Kypros H Nicolaides: Harris Birthright Research Center for Fetal Medicine, King's College, London, UK.
Cristina Passarello: Unit of Hematology for Rare Diseases of Blood and Blood-forming Organs, Regional Reference Laboratory for Screening and Prenatal Diagnosis of Hemoglobinopathies, Palermo, Italy.
George Makrydimas: Obstetrics and Gynecology, Ioannina University Hospital, Ioannina, Greece.

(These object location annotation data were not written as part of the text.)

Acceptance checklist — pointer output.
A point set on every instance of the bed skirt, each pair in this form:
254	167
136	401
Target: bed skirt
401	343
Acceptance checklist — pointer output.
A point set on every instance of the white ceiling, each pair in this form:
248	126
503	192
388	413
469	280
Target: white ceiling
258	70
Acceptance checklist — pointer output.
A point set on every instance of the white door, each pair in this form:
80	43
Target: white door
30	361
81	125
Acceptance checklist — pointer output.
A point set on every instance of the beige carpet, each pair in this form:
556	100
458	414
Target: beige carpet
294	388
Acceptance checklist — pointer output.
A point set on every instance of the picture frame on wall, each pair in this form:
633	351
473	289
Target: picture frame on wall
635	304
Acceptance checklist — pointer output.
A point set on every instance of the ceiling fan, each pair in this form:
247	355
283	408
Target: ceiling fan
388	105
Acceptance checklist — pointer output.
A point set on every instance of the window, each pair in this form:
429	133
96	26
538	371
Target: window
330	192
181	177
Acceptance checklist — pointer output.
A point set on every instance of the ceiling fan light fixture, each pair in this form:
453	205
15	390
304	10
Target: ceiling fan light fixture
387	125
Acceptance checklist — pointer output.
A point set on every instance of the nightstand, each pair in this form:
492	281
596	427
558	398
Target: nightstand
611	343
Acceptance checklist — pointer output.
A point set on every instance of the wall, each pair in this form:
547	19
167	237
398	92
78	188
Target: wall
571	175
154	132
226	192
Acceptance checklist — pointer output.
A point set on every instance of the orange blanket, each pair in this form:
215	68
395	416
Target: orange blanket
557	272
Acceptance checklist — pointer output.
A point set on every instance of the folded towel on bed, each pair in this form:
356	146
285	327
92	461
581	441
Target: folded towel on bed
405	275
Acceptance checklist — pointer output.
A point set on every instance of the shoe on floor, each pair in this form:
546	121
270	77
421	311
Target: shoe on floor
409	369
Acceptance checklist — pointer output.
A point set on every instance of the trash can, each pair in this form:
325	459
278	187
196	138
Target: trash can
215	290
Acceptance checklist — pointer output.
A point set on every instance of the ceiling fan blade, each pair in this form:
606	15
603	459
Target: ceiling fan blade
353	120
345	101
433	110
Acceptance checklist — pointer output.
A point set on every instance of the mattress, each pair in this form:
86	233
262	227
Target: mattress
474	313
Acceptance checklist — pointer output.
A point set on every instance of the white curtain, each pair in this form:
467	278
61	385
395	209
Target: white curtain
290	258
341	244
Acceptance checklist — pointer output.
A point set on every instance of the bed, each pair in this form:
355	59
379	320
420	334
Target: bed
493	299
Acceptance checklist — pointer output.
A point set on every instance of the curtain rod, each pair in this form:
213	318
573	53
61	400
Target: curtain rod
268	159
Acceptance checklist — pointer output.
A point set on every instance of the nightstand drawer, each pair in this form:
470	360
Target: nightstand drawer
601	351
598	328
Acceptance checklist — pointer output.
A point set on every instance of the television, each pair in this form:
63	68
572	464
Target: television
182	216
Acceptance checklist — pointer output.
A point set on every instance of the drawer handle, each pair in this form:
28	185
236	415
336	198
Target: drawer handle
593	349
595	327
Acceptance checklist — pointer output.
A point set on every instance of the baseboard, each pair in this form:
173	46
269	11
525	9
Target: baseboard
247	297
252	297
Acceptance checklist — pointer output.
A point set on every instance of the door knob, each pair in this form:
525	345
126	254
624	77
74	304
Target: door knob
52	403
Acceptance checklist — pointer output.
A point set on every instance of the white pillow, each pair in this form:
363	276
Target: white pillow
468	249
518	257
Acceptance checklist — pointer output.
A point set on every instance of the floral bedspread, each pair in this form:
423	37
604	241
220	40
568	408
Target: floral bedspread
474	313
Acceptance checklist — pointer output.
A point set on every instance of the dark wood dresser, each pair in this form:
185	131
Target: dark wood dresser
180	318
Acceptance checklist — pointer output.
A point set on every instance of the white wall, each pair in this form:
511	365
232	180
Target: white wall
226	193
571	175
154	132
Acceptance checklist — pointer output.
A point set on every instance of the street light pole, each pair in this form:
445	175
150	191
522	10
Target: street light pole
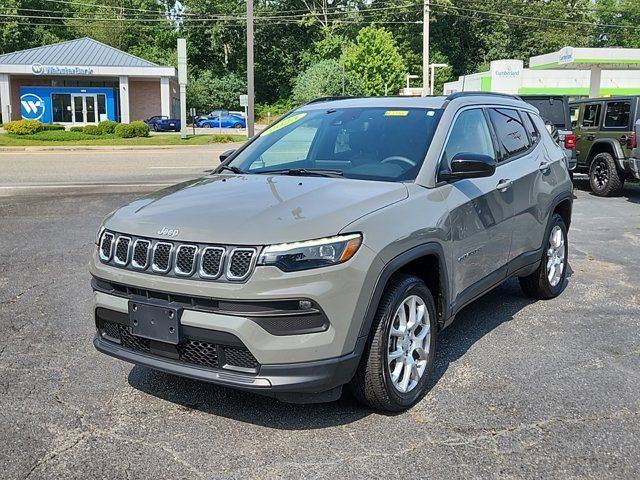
250	81
425	48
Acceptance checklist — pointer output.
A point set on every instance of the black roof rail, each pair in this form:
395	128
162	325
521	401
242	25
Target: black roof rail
475	94
328	99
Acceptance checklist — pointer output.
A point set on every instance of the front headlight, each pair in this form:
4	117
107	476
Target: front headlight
99	235
291	257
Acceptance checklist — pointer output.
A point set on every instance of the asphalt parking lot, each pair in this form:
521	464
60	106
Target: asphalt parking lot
521	389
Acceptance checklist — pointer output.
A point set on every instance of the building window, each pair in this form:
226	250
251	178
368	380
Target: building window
61	107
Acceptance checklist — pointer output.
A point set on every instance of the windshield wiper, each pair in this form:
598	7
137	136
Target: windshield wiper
233	169
301	172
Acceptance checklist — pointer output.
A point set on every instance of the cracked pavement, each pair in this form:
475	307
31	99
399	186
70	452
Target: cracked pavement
521	389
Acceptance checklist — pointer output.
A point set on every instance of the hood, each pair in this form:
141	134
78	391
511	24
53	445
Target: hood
254	209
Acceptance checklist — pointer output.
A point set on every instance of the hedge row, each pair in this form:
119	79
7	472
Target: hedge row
122	130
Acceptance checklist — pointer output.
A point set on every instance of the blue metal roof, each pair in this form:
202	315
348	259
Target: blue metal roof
83	51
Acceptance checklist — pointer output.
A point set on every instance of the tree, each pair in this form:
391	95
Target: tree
207	92
324	79
376	61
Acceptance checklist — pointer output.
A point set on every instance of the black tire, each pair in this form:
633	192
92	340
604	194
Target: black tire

Aurelio Maggio: Unit of Hematology for Rare Diseases of Blood and Blood-forming Organs, Regional Reference Laboratory for Screening and Prenatal Diagnosis of Hemoglobinopathies, Palermo, Italy.

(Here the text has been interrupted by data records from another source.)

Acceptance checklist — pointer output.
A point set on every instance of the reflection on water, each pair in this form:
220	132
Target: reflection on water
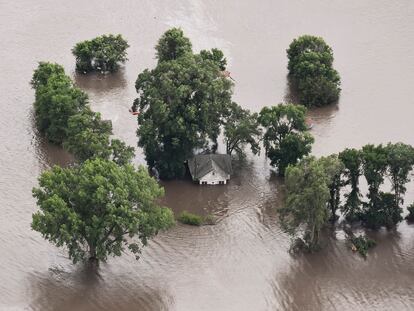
85	289
241	263
99	84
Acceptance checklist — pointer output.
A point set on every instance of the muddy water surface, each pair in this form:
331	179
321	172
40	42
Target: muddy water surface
242	262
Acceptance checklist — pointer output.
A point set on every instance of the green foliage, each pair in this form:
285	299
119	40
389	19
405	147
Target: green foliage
395	161
102	53
89	138
305	212
240	128
121	153
43	72
216	56
98	209
173	45
374	166
351	158
63	116
410	215
333	168
286	137
400	161
310	65
56	100
190	219
362	244
181	104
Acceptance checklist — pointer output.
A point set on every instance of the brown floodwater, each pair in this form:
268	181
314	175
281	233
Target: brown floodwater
242	262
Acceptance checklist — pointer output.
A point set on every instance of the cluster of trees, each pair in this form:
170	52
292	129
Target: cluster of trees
185	103
103	53
313	190
102	205
63	115
310	66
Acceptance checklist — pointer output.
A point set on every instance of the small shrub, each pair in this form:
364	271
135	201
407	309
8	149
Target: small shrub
410	215
209	220
190	219
362	244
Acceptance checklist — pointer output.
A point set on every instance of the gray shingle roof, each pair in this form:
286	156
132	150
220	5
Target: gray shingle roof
202	164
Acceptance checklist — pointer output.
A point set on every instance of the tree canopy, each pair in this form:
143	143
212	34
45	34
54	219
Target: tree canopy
216	56
286	138
173	45
63	115
305	211
56	100
310	66
351	158
103	53
99	209
240	128
181	105
89	138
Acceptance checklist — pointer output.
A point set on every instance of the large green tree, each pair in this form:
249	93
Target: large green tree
286	138
56	100
103	53
351	158
89	137
333	168
181	104
43	72
216	56
173	45
240	128
400	158
305	211
98	209
310	67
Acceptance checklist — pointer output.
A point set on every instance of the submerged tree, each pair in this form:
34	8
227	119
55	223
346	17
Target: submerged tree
286	138
181	104
173	45
89	138
241	128
43	72
310	66
400	160
216	56
98	209
333	168
103	53
351	158
56	100
305	212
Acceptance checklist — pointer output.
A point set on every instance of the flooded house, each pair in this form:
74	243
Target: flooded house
210	169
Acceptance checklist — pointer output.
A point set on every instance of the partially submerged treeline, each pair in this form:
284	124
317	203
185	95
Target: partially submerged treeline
314	187
96	207
102	205
63	115
185	103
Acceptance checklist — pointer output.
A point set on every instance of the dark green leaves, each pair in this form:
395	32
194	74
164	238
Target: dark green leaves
181	104
286	139
173	45
102	53
310	65
93	208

OBJECTIVE: Celocentesis, which involves aspiration of celomic fluid at 7-9 weeks' gestation, can potentially provide early prenatal diagnosis of single-gene disorders. The main barrier to wide acceptability of this technique is contamination of the sample by maternal cells. This problem can be overcome through selection of embryo-fetal erythroid precursors, which are found in celomatic fluid. METHOD: Embryo-fetal erythroid precursors were selected by an anti-CD71 MicroBeads method or by direct micromanipulator pickup of the cells selected on the basis of their morphology. RESULTS: In our series of 302 singleton pregnancies at high risk for hemoglobinopathies, Celocentesis provided a sample of celomic fluid in all cases. In 100 (33.1%) samples, maternal contamination was absent or very low (< 5%), and unambiguous results were obtained without the need for any preliminary procedures. In 160 (53%) cases, the contamination was between 5% and 60%, and selection of embryo-fetal erythroid precursors was successfully achieved by anti-CD71 MicroBeads. In 42 (13.9%) cases, the contamination was > 60%, and selection of embryo-fetal cells was achieved by micromanipulation. In all 302 cases, there was concordance between DNA obtained from celomic fluid samples and fetal or newborn DNA. CONCLUSIONS: Celocentesis can be a reliable procedure for earlier prenatal diagnosis of fetal monogenic diseases.